Una magnifica fotografia di un'eclissi solare su Giove (vista dallo spazio) è stata scattata dalla sonda Juno della NASA, giunta in orbita attorno al gigante gassoso il 5 luglio del 2016. L'immagine, elaborata in post produzione dall'appassionato di astrofotografia Kevin M. Gill, mostra l'ombra del satellite mediceo Io – il più vicino dei quattro – proiettata sulla turbolenta atmosfera gioviana settentrionale, dove imperversano tempeste con venti a 600 chilometri orari e fulmini talmente potenti da poter incenerire un'intera città sulla Terra.

A rendere particolarmente suggestivo lo scatto vi sono la nitidezza e la definizione del disco nero di Io stagliato nei pressi del polo pord di Giove. Nelle immagini delle eclissi solari sulla Terra riprese dallo spazio, infatti, il disco proiettato dalla Luna risulta decisamente più sfocato e “disperso”. La ragione risiede nel fatto che, visti dalla superficie della Terra, il disco della Luna e quello del Sole hanno più o meno le stesse dimensioni apparenti. Ciò determina che durante le eclissi, quando il satellite transita innanzi al Sole, la Luna non riesce a bloccare in modo netto la luce della stella, dunque viene proiettato un disco meno definito, sfocato dalla penombra. Poiché il disco di Io dalla superficie dell'atmosfera gioviana ha dimensioni apparenti quattro volte superiori a quelle del Sole, durante le eclissi totali riesce a bloccare meglio la luce e proietta un'ombra nera netta e ben definita.

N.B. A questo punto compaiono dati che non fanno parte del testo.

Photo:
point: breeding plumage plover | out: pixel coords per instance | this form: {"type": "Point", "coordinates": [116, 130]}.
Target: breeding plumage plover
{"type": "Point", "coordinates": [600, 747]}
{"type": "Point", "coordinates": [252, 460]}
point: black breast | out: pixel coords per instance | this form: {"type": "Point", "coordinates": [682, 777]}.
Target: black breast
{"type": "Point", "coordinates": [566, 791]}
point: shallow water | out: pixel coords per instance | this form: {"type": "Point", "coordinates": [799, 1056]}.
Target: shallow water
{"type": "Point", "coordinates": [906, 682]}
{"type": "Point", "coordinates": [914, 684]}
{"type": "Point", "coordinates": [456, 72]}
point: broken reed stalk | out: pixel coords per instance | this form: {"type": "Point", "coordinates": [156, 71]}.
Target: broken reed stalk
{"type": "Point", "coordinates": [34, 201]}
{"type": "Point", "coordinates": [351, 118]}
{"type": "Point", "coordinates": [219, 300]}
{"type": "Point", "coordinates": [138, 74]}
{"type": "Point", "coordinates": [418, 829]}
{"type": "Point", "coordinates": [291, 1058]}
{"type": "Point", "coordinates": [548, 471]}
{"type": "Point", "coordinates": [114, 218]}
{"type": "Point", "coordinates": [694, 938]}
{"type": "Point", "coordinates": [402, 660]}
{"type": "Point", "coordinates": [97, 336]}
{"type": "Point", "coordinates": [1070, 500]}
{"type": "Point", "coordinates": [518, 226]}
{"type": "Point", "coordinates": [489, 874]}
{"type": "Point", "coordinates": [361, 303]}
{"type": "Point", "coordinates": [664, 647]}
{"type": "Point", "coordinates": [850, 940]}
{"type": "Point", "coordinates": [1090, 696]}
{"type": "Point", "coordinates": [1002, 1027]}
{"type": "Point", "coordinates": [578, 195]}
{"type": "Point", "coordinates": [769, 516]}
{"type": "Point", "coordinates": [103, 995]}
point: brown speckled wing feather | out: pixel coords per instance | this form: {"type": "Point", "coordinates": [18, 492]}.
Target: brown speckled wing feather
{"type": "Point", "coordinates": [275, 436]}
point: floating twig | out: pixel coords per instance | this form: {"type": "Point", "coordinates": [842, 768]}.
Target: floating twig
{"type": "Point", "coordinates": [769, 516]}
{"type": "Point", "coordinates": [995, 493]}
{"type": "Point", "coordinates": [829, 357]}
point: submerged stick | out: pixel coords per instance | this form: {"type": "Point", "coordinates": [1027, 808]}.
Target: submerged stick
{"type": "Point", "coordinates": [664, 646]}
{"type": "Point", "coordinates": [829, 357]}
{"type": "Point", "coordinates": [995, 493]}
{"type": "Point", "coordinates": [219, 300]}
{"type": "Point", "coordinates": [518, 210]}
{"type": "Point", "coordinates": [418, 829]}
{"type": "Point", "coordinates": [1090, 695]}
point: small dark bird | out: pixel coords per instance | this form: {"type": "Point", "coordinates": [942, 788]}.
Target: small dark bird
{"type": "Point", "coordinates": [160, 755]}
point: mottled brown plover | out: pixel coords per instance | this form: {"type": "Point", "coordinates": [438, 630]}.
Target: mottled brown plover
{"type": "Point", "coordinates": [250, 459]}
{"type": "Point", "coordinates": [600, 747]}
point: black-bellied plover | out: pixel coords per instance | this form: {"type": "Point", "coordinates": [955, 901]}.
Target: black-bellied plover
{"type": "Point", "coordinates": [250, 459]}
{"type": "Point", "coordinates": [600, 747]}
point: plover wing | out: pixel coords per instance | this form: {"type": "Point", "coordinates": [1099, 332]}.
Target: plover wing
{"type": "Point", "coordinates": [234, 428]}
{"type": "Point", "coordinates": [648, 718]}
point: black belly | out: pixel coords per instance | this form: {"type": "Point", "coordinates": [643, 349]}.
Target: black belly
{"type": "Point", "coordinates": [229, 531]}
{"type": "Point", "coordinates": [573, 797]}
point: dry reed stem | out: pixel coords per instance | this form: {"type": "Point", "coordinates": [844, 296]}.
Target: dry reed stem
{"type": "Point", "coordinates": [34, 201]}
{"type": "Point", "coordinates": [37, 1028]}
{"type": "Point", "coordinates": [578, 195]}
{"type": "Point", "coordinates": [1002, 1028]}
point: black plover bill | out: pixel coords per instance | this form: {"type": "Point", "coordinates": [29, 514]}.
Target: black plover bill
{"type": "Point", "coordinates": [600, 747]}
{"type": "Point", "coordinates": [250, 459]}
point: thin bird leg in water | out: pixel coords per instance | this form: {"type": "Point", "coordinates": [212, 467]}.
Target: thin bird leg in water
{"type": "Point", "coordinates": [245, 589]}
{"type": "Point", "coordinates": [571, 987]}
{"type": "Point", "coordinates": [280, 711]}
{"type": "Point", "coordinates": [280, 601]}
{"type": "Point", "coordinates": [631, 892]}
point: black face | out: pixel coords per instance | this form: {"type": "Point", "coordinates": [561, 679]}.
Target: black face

La spettacolare immagine è stata catturata dalla navetta NASA lo scorso 12 settembre durante il perigiovio, cioè quando si trovava alla minima distanza dall'atmosfera del pianeta. A scattarla lo spettacolare strumento JunoCam, una fotocamera-telescopio costruita dalla Malin Space Science Systems. Monta un sensore a colori della Kodak con una risoluzione di 15 chilometri per pixel da una distanza di poco più di 4mila chilometri, e acquisisce immagini 1600×1200. Molti degli scatti di Giove catturati dalla sonda sono stati elaborati in post produzione dai cosiddetti “cittadini-scienziati”, mostrando dettagli con una qualità senza precedenti. In alcuni casi sembrano dei veri e propri dipinti a olio. L'immagine dell'eclissi solare prodotta da Io, sul quale si trova un enorme vulcano che potrebbe eruttare da un momento all'altro, è stata elaborata anche dall'appassionato Sean Doran, che ha ottenuto un risultato spettacolare simile a quello di Gill.